# Mirada - 21 Months



## Xeph (Jun 19, 2005)

Really pleased with how she's looking


----------



## Konotashi (Jan 11, 2010)

Can't critique, but she's beautiful! Is she ASL? 
I'm not usually a fan, but she's stunning! And I like how her entire back right leg isn't on the ground.


----------



## RogueRed26 (Jul 15, 2010)

She is gorgeous!


----------



## robinhuerta (Apr 21, 2007)

Nice Xeph! Congrats!


----------



## Xeph (Jun 19, 2005)

Yes, Konotashi, 100% American show lines 

Thank you for the compliments, ladies.


----------



## Xeph (Jun 19, 2005)

Mirada's 23 months old today


----------



## lhczth (Apr 5, 2000)

Substantial female with high withers going into a good topline. Good placement of a croup that should be longer. Very good angulation in front, excellent behind. Weak pasterns, good feet, very feminine head though the latter almost doesn't fit her very thick body. She looks a bit heavy in the photos and I don't care for the very deep and prominent chest/breast area.


----------



## Xeph (Jun 19, 2005)

> She looks a bit heavy in the photos and I don't care for the very deep and prominent chest/breast area.


I find this interesting, since everybody else comments on how much they like it. Always interesting to hear other opinions.

I did fudge on her age a bit, she's 22 months today.

I promise that she's not fat (in fact, I've been trying to put weight on her, she's been underweight), but she does have a very broad ribcage , which can definitely make her look chunky.

Thanks for the critique ^_^

ETA


> very feminine head though the latter almost doesn't fit her very thick body.

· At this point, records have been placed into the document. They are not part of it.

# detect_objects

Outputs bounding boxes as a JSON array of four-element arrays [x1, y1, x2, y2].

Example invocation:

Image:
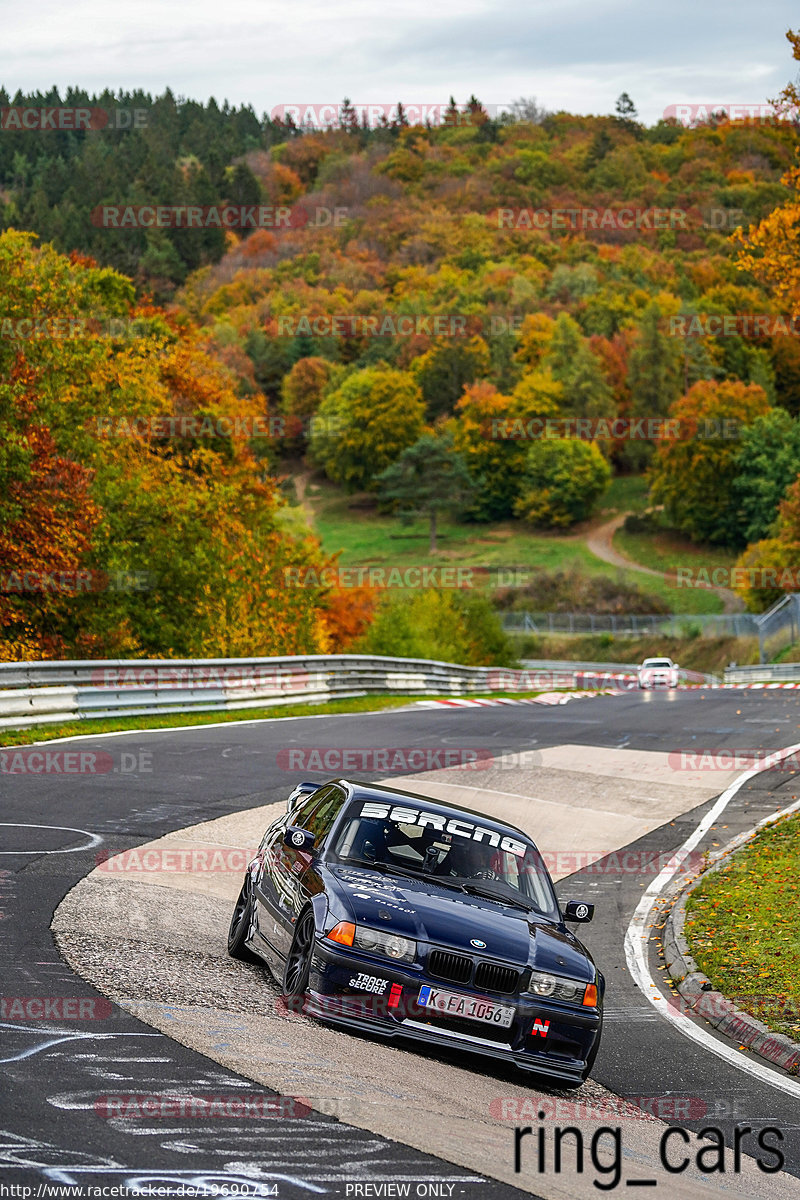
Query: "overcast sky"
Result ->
[[0, 0, 800, 124]]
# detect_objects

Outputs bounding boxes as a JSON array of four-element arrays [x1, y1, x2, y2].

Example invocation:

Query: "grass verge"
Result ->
[[686, 816, 800, 1042], [308, 479, 722, 613], [0, 688, 582, 749], [510, 617, 758, 676], [614, 529, 738, 580]]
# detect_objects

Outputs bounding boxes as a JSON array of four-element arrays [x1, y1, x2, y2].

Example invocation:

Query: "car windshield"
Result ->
[[327, 799, 559, 920]]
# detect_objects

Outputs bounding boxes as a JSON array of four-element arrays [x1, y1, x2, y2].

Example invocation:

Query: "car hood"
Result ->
[[329, 866, 594, 982]]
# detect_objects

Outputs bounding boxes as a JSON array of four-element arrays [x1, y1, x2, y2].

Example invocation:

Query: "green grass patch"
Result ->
[[614, 529, 738, 578], [307, 476, 722, 613], [509, 633, 758, 677], [686, 816, 800, 1042]]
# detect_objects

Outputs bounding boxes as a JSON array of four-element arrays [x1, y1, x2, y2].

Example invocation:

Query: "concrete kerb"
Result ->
[[662, 802, 800, 1075]]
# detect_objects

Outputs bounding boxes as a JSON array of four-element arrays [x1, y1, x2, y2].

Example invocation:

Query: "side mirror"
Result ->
[[564, 900, 595, 924], [283, 826, 314, 853]]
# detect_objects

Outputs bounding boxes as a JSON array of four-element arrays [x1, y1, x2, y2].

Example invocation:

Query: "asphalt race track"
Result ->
[[0, 690, 800, 1200]]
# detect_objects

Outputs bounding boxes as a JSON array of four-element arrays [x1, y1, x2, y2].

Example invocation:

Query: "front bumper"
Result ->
[[303, 938, 602, 1085]]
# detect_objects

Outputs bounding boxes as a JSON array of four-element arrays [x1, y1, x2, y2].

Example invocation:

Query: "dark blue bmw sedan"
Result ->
[[228, 779, 603, 1086]]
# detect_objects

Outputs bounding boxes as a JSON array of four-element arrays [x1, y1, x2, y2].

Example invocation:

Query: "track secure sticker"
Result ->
[[349, 972, 389, 996]]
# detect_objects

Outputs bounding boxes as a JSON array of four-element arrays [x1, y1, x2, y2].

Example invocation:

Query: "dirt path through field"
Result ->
[[585, 512, 745, 612]]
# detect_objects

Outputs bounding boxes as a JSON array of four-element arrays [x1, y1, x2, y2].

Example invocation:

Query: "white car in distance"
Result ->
[[638, 659, 679, 688]]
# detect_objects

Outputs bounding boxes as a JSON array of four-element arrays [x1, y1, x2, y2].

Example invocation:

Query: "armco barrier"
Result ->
[[724, 662, 800, 684], [0, 654, 716, 730]]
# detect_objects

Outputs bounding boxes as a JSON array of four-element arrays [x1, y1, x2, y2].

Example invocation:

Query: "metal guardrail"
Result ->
[[724, 662, 800, 683], [0, 654, 706, 730], [519, 659, 642, 672]]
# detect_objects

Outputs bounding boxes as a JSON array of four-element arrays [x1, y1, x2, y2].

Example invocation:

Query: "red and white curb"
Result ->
[[415, 688, 627, 708], [720, 683, 800, 689]]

I do agree. She's got a weak underjaw. I wish her muzzle were stronger, as it would give a better impression with the rest of her body.


----------



## holland (Jan 11, 2009)

I like the last picture better-Its funny in reading this people always say my older dog is overweight and I think some of it is how she is built-she is short and stocky


----------



## Xeph (Jun 19, 2005)

Markings can also affect how a dog looks weight wise, holland  Mirada's black markings are low and curved, which can make her belly look saggy and more pronounced, as opposed to dogs that are saddled higher, so their underline looks straighter, and they don't look paunchy.


----------



## holland (Jan 11, 2009)

Thanks Anja is a bi-color DDR/West lines so she is blocky to begin with


----------



## Samba (Apr 23, 2001)

In ASL circles, she would get positive comments for her prosternum. I have noted that dogs with this feature in these lines often exhibit front motion that is considered good by the fancy.


----------



## Xeph (Jun 19, 2005)

> In ASL circles, she would get positive comments for her prosternum.


And she does indeed! I have seen dogs with too much forechest, but as of late, I've noticed lots of dogs really lacking in the department. Very flat, no depth at all.


----------